What would people reccomend to help get rid of this? Some sort of tar remover or maybe a dedicated wheel cleaned like Bilberry?

*Update*

I bought some BH autowheels based on these recommendations. I applied one coating, pressure washed off and then washed with microfibre mitt and autoglym body conditioner. Will post pics before and after below:

*When "clean" beforehand*
Note the weird stains and "etching" on the surface


*When dirty beforehand (~1000 miles)*
Note you can see the stuck-on grime after a finger swipe (and some weird red stuff on the spoke above the valve. I've only just noticed that now i'm uploading) 


*After*




Not perfect but *much* better!

I applied some sealant that I already had to try make life a bit easier in future. 
Thanks for the suggestions!


----------



## joeninety (Feb 9, 2017)

I use diablo on my gloss black wheels after a snowfoam ,seems to get rid of grime and brake dust then protect the wheels so easier next time round.


----------



## c87reed (Dec 9, 2015)

On our black alloys. Generally, I snow foam the car and wheels and then pressure rinse. Once dry and the worse of the dirt has been removed, I give them a hit with BH Autowheels. As the wheels are glossy black, I don't agitate with a brush and only pressure rinse; this bring them to near spotless without 'touching' them. I then give them a once over with shampoo and my microfibre madness mitt.

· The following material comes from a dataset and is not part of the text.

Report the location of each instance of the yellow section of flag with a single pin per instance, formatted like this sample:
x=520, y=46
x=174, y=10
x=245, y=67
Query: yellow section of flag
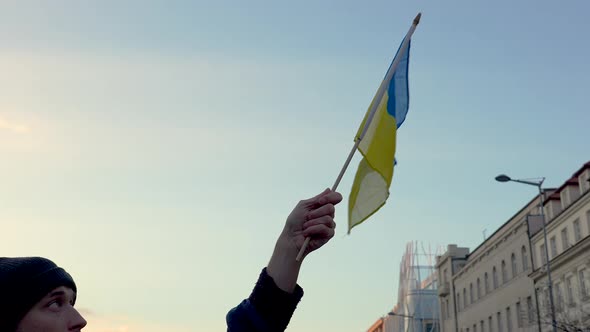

Periodically, I give them a hit with a fallout such as korrosol to clear any remaining fallout.


----------



## OvEr_KiLL (Mar 2, 2015)

use bilt hamber auto wheel and rinse after a few mins then do another hit with it, then dry the wheels and seal them with race glaze nano wheel seal, just spray it on leave a few mins and buff and then after 1h do another layer. 2 layers will give you 6 months easy and you only need to use snow foam, shampoo to clean them  and then the auto wheel every 6 months and reapply
plus the race glaze will make them shiny


----------



## Andyblue (Jun 20, 2017)

Once you've got them clean, then as above, treat them to a sealant and this hopefully will make washing them easier.

I've used Raceglaze Nano Sealant and it's so easy to apply and works very well.


----------



## Benfr16 (Dec 3, 2016)

Cheers guys. Bought some BH autowheels. Will seal after and see how it goes!


----------



## OvEr_KiLL (Mar 2, 2015)

Benfr16 said:


> Cheers guys. Bought some BH autowheels. Will seal after and see how it goes!


it might take 2 hits of auto wheel spray it on leave a few mins and rinse x2


----------



## ashleyman (May 17, 2016)

I just got back from holiday. The car was washed before I left and then driven to a relatives house 15 miles away where it was parked for 2 weeks. This is what I came back too:










My wheels are coated in Gyeon Q2 Rim and it does help when cleaning, as you can see it also beads quite well. Black wheels will never be as good as the lighter greys/silvers for masking dirt.


----------